Winterruption Performance Details
Station on Jasper
Ellen Froese is what you’d call a “prolific artist”; committed, too. For someone who only just passed the threshold of their mid-20s, she’s amassed a resolutely solid body of work and, with a variety of projects, achieved more than some many years her senior. For Each Flower Growing, Froese’s fourth full-length, produced in collaboration with the Sheepdogs’ Sam Corbett, is her most accomplished statement to date, drawing on her established sound as a folk & country-based singer/songwriter while incorporating a wider frame of reference in the rich production, supple instrumentation, and overall sonic soundworld. It’s much harder to pin down than any simple description can convey, making it all the more worthwhile to check out.

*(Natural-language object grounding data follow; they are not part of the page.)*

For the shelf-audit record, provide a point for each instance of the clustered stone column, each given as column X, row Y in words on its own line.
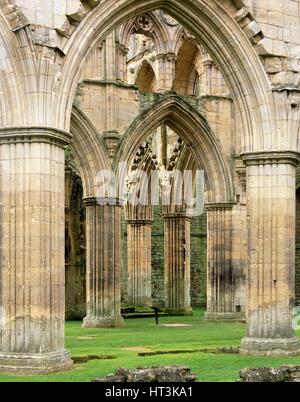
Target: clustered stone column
column 139, row 262
column 177, row 263
column 271, row 251
column 103, row 231
column 32, row 282
column 220, row 275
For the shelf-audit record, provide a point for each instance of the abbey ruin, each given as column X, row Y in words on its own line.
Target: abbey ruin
column 126, row 86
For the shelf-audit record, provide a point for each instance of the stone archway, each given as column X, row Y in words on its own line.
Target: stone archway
column 210, row 24
column 200, row 142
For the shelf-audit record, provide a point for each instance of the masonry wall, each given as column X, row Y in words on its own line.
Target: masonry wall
column 298, row 247
column 75, row 262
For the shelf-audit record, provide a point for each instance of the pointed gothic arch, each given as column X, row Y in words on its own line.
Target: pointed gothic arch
column 213, row 26
column 194, row 130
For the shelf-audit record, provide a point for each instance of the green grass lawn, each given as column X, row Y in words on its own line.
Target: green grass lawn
column 140, row 335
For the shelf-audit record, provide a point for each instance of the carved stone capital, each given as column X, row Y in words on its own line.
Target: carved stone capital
column 271, row 157
column 94, row 201
column 13, row 135
column 111, row 139
column 219, row 206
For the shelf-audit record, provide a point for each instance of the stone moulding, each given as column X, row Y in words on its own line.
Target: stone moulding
column 89, row 201
column 273, row 157
column 35, row 363
column 220, row 205
column 34, row 134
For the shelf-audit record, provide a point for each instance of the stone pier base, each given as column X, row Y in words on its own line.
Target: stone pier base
column 35, row 363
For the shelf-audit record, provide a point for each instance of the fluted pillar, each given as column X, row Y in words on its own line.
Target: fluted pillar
column 103, row 232
column 139, row 262
column 220, row 273
column 177, row 263
column 271, row 252
column 32, row 283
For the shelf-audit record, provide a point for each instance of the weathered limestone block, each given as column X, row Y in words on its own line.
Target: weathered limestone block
column 280, row 374
column 103, row 232
column 220, row 273
column 32, row 251
column 139, row 262
column 14, row 15
column 177, row 264
column 271, row 252
column 152, row 374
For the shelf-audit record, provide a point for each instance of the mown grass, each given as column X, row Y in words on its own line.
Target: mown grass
column 140, row 335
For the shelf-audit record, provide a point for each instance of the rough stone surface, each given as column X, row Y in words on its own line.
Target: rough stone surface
column 153, row 374
column 281, row 374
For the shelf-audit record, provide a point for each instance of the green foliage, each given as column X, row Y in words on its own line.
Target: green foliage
column 140, row 335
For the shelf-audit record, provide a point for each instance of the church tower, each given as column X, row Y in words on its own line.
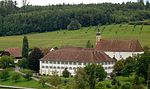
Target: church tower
column 98, row 37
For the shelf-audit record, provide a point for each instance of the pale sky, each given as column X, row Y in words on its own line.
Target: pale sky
column 47, row 2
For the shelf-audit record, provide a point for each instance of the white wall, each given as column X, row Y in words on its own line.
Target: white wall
column 122, row 55
column 48, row 67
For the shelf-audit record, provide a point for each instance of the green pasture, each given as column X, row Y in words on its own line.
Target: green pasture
column 79, row 38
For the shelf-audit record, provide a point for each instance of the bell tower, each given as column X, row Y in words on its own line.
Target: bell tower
column 98, row 37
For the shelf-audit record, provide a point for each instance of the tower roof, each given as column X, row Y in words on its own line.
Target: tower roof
column 119, row 45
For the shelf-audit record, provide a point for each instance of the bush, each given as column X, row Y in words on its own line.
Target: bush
column 15, row 77
column 74, row 25
column 66, row 73
column 108, row 86
column 126, row 86
column 4, row 75
column 114, row 82
column 27, row 74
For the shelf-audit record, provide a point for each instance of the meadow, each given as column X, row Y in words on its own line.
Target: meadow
column 79, row 38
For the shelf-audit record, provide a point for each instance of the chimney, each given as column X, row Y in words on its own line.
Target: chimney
column 98, row 37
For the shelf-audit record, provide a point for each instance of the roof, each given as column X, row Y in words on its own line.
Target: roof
column 77, row 55
column 119, row 45
column 15, row 52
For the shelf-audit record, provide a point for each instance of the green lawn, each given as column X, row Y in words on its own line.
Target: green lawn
column 79, row 37
column 23, row 83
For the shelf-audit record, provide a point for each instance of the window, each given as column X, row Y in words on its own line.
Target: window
column 74, row 63
column 62, row 67
column 58, row 67
column 50, row 67
column 62, row 62
column 54, row 67
column 79, row 63
column 70, row 63
column 46, row 67
column 66, row 62
column 54, row 62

The impressive scope of this rich, imaginative amalgam of an album is largely due to the expansive creative vision of Froese herself, who says the album is “based around ideas of 1970s science exploration via Carl Sagan’s series Cosmos, Arthur Russell’s drum machine folk music, finding humour in sadness, and analyzing past relationship choices”. Some of these guiding elements can be attributed simply to the continuing growth of a serious artist, but others lie in less sunny realities. Jill Mack, Froese’s original recording engineer and close friend, sadly passed away during the making of For Each Flower Growing, and subsequently the album became, as she puts it, “something different – it is now an homage to her and will always hold memories of my time in the studio with her”.

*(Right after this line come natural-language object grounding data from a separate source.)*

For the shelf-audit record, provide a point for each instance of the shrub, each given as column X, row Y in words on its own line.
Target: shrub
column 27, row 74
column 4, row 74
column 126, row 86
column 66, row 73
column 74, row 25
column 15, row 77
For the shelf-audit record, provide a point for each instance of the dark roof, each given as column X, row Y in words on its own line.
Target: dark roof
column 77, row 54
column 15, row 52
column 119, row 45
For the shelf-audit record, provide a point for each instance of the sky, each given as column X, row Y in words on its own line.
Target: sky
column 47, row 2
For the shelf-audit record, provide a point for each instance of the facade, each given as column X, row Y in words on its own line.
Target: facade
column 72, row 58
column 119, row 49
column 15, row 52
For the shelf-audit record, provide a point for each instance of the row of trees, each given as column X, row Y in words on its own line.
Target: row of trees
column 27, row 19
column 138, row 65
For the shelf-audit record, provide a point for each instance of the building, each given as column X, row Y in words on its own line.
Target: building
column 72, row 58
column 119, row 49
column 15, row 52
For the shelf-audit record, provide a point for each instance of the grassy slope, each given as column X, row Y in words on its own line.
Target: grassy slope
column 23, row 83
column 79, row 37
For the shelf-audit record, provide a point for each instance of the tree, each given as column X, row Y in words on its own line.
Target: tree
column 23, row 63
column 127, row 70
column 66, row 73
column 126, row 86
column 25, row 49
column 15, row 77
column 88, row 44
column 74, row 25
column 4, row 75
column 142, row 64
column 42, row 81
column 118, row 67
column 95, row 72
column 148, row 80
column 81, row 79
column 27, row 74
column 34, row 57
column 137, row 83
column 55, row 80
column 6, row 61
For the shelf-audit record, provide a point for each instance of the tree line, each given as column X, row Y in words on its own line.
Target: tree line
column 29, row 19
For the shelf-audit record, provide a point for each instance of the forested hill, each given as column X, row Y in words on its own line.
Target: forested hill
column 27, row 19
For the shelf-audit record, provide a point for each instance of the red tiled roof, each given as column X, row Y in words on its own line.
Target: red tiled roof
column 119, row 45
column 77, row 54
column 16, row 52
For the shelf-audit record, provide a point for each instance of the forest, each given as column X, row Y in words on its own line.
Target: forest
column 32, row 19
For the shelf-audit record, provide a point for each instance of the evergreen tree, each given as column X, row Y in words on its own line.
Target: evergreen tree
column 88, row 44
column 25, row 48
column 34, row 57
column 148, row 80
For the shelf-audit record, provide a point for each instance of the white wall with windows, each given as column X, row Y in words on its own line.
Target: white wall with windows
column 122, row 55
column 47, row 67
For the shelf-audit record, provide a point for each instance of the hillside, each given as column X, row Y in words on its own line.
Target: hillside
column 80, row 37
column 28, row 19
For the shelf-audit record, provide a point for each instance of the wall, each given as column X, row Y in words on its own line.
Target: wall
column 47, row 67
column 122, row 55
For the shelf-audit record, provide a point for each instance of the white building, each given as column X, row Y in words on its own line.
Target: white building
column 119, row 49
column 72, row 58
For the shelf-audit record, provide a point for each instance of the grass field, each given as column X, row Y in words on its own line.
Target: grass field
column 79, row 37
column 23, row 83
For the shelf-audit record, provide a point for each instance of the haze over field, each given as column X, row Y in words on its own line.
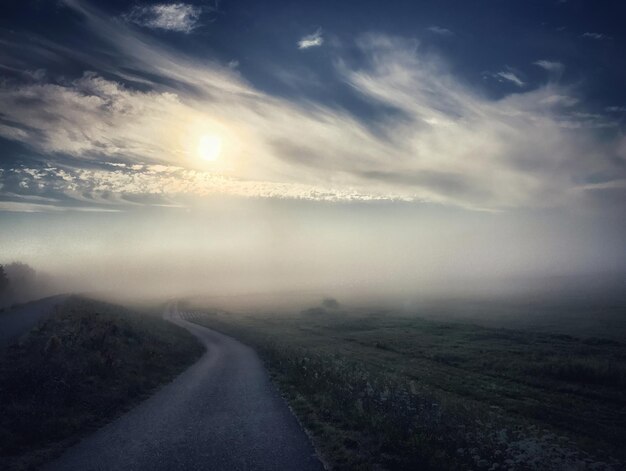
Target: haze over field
column 232, row 148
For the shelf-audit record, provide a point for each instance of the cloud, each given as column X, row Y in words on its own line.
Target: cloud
column 445, row 142
column 312, row 40
column 179, row 17
column 596, row 36
column 439, row 30
column 510, row 76
column 550, row 66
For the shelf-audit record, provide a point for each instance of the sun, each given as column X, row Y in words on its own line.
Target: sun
column 209, row 147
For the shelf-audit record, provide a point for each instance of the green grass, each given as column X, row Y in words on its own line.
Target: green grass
column 82, row 367
column 388, row 392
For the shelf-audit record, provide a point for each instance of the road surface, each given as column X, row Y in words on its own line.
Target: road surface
column 223, row 413
column 19, row 320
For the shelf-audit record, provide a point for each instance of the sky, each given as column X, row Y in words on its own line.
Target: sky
column 243, row 145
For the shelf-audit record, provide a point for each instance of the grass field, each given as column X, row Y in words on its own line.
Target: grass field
column 379, row 391
column 79, row 369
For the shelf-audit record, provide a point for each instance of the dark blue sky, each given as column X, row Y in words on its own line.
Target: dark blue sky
column 487, row 35
column 300, row 143
column 400, row 69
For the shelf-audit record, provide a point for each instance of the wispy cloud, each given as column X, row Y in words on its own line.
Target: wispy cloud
column 510, row 76
column 180, row 17
column 447, row 143
column 439, row 30
column 311, row 40
column 596, row 36
column 550, row 66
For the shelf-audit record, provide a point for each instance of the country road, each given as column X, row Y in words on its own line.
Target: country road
column 222, row 413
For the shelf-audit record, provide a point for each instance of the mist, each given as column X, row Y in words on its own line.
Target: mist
column 356, row 250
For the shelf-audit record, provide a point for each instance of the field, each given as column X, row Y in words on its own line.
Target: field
column 85, row 365
column 383, row 391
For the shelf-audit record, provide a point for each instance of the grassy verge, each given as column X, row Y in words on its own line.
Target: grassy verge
column 79, row 369
column 384, row 392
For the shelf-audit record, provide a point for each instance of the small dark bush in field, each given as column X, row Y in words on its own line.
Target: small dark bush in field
column 378, row 392
column 330, row 303
column 315, row 311
column 83, row 366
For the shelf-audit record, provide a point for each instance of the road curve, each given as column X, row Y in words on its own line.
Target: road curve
column 222, row 413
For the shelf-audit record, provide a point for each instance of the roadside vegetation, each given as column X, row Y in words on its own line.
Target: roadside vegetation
column 378, row 391
column 79, row 369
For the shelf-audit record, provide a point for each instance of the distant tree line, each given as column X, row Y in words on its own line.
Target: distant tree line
column 19, row 282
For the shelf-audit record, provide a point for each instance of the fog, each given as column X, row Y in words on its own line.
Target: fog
column 357, row 251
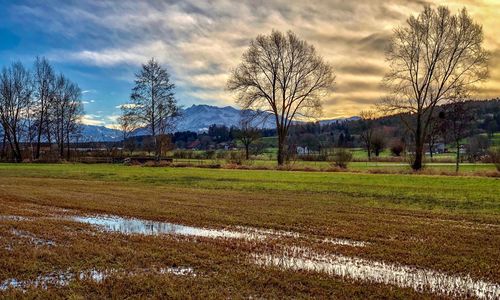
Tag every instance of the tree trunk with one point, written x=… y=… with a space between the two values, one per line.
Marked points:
x=68 y=149
x=281 y=151
x=39 y=135
x=419 y=146
x=247 y=150
x=2 y=154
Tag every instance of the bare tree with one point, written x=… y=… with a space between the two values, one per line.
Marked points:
x=378 y=141
x=127 y=125
x=247 y=135
x=65 y=111
x=368 y=128
x=456 y=121
x=43 y=79
x=434 y=54
x=283 y=75
x=15 y=102
x=152 y=103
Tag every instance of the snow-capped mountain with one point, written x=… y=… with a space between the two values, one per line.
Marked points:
x=93 y=133
x=199 y=117
x=195 y=118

Despite this deep sadness underpinning the album’s creation, Froese was lucky to find a wonderful creative foil in Sam Corbett, helping her move past old ideas and reimagine her conception of what “folk music” can be. With the addition of drum machines, synths, and more intricate vocal production techniques, Froese reflects that “folk music can be anything I want it to be; I don’t have to be stuck in an antiquated mindset to hold strong musical ties to the past”. And the results of that mindset are stellar; For Each Flower Growing is exquisitely warm and inviting, foregrounding the singer’s lilting, ethereal vocals atop right-in-the-pocket, pillow-y drumming, melodic bass lines, ripples of Hammond organ layers, and – for the headphone listener – a bevvy of expertly-placed sonic details tucked into the margins of this highly accomplished album.

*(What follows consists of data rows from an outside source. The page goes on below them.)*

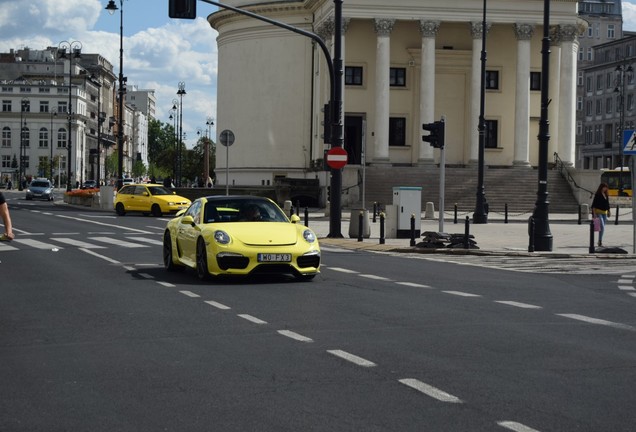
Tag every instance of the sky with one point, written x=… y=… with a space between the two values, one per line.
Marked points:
x=159 y=52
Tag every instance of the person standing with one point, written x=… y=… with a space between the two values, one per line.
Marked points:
x=6 y=220
x=601 y=209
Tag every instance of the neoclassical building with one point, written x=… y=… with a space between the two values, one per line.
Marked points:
x=406 y=63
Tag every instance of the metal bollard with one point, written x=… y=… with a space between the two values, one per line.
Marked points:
x=467 y=233
x=381 y=228
x=531 y=229
x=412 y=230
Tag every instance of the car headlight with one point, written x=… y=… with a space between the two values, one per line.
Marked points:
x=221 y=237
x=309 y=236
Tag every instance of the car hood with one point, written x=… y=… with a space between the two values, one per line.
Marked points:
x=264 y=233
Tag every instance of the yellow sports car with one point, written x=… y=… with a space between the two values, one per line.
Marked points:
x=149 y=198
x=239 y=235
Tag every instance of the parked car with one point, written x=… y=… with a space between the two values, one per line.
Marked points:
x=40 y=188
x=149 y=198
x=239 y=235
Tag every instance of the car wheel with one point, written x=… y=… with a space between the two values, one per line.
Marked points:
x=168 y=263
x=202 y=261
x=119 y=208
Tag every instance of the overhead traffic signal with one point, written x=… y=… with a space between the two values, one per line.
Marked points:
x=436 y=133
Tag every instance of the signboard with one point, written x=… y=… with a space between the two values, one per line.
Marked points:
x=337 y=157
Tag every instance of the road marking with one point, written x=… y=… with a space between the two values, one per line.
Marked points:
x=429 y=390
x=293 y=335
x=413 y=284
x=598 y=321
x=461 y=294
x=252 y=319
x=352 y=358
x=105 y=258
x=78 y=243
x=341 y=270
x=518 y=304
x=117 y=242
x=375 y=277
x=514 y=426
x=217 y=305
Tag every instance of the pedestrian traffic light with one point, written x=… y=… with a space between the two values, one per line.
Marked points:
x=185 y=9
x=436 y=133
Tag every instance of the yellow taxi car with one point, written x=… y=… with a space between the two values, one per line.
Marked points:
x=152 y=199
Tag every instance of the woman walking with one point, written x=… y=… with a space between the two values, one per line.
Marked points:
x=600 y=209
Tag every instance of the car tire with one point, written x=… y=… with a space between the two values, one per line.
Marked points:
x=119 y=208
x=202 y=261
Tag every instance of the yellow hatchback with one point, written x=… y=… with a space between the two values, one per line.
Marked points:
x=152 y=199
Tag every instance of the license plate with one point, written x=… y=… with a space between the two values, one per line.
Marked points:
x=274 y=257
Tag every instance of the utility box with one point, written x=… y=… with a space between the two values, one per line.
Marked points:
x=408 y=201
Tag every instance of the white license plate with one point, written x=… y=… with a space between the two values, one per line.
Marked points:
x=274 y=257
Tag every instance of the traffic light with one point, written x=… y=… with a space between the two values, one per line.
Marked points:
x=436 y=133
x=186 y=9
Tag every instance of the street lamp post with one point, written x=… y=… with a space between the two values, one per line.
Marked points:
x=111 y=8
x=74 y=50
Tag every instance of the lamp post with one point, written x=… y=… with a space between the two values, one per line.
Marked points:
x=74 y=48
x=111 y=8
x=181 y=92
x=481 y=215
x=623 y=70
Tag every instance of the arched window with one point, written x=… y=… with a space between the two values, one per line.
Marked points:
x=44 y=137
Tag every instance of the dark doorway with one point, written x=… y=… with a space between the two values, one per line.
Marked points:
x=353 y=138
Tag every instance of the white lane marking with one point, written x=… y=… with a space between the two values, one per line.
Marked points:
x=461 y=294
x=252 y=319
x=217 y=305
x=598 y=321
x=146 y=240
x=352 y=358
x=429 y=390
x=293 y=335
x=77 y=243
x=518 y=304
x=36 y=244
x=117 y=242
x=341 y=270
x=413 y=284
x=514 y=426
x=105 y=258
x=374 y=277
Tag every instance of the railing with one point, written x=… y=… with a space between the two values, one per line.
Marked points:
x=565 y=173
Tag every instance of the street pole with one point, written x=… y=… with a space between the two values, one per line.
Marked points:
x=542 y=234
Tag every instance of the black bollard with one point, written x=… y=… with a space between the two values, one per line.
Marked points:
x=412 y=230
x=467 y=233
x=381 y=228
x=531 y=228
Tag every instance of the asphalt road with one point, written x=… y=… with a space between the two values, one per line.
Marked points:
x=97 y=336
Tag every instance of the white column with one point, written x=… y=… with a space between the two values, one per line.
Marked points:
x=567 y=93
x=428 y=29
x=476 y=31
x=522 y=95
x=383 y=28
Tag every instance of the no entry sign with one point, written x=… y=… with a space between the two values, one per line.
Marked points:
x=337 y=157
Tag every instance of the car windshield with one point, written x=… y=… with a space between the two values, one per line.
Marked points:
x=159 y=190
x=243 y=211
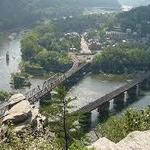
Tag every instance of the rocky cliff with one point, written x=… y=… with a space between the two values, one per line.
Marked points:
x=134 y=141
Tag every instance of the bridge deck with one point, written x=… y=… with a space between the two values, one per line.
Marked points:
x=108 y=97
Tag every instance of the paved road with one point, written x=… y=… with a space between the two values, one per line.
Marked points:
x=84 y=47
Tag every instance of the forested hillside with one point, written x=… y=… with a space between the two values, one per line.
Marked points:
x=21 y=12
x=137 y=19
x=134 y=3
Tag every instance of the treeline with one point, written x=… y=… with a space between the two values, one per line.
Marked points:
x=117 y=128
x=122 y=59
x=44 y=49
x=24 y=12
x=137 y=19
x=81 y=23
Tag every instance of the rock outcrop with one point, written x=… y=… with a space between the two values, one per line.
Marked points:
x=134 y=141
x=22 y=114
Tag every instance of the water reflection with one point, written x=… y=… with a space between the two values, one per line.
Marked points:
x=7 y=67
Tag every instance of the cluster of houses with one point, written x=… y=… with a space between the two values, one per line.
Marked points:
x=115 y=37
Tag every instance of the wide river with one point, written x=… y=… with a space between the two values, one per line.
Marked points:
x=87 y=90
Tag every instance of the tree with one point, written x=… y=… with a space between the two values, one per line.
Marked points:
x=61 y=121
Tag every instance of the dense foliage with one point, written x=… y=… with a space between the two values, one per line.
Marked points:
x=136 y=19
x=44 y=49
x=117 y=128
x=82 y=23
x=122 y=59
x=3 y=95
x=24 y=12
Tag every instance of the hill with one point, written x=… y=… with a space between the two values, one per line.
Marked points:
x=137 y=19
x=21 y=12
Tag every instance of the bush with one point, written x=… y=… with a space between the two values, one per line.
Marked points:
x=3 y=95
x=117 y=128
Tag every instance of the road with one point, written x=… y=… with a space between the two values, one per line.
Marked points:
x=84 y=46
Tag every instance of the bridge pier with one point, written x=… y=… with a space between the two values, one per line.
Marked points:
x=86 y=121
x=145 y=85
x=47 y=98
x=119 y=101
x=103 y=109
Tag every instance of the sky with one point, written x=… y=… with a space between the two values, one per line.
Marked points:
x=134 y=3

The album is an easy listen, immediately inviting and begging for repeat listens. And while it sits nicely alongside contemporary songsmiths such as Angel Olsen, Laura Veirs, Jessica Pratt, and Adrienne Lenker (Big Thief), Froese’s sound moves beyond those realms, also recalling the aforementioned Arthur Russell, an iconoclastic songwriter and producer whose songs traded in similar contemplative, horizon-gazing moods, and even the more relaxed moments of Jeff Tweedy and Wilco. In other moments, Froese’s roots in the trad-folk world shine through, revealing an affinity for ’60s British folk trailblazers such as Fairport Convention and Nick Drake, as well as under the radar gems like Judee Sill and Sybille Baier.
Froese recently completed a string of live dates with beloved fellow Saskatchewanians The Deep Dark Woods, and she is gearing up for a residency at the legendary Cameron House in Toronto for the month of November. The album is out now via Victory Pool.
Records, and appreciators of fine music would be well-advised to check it out.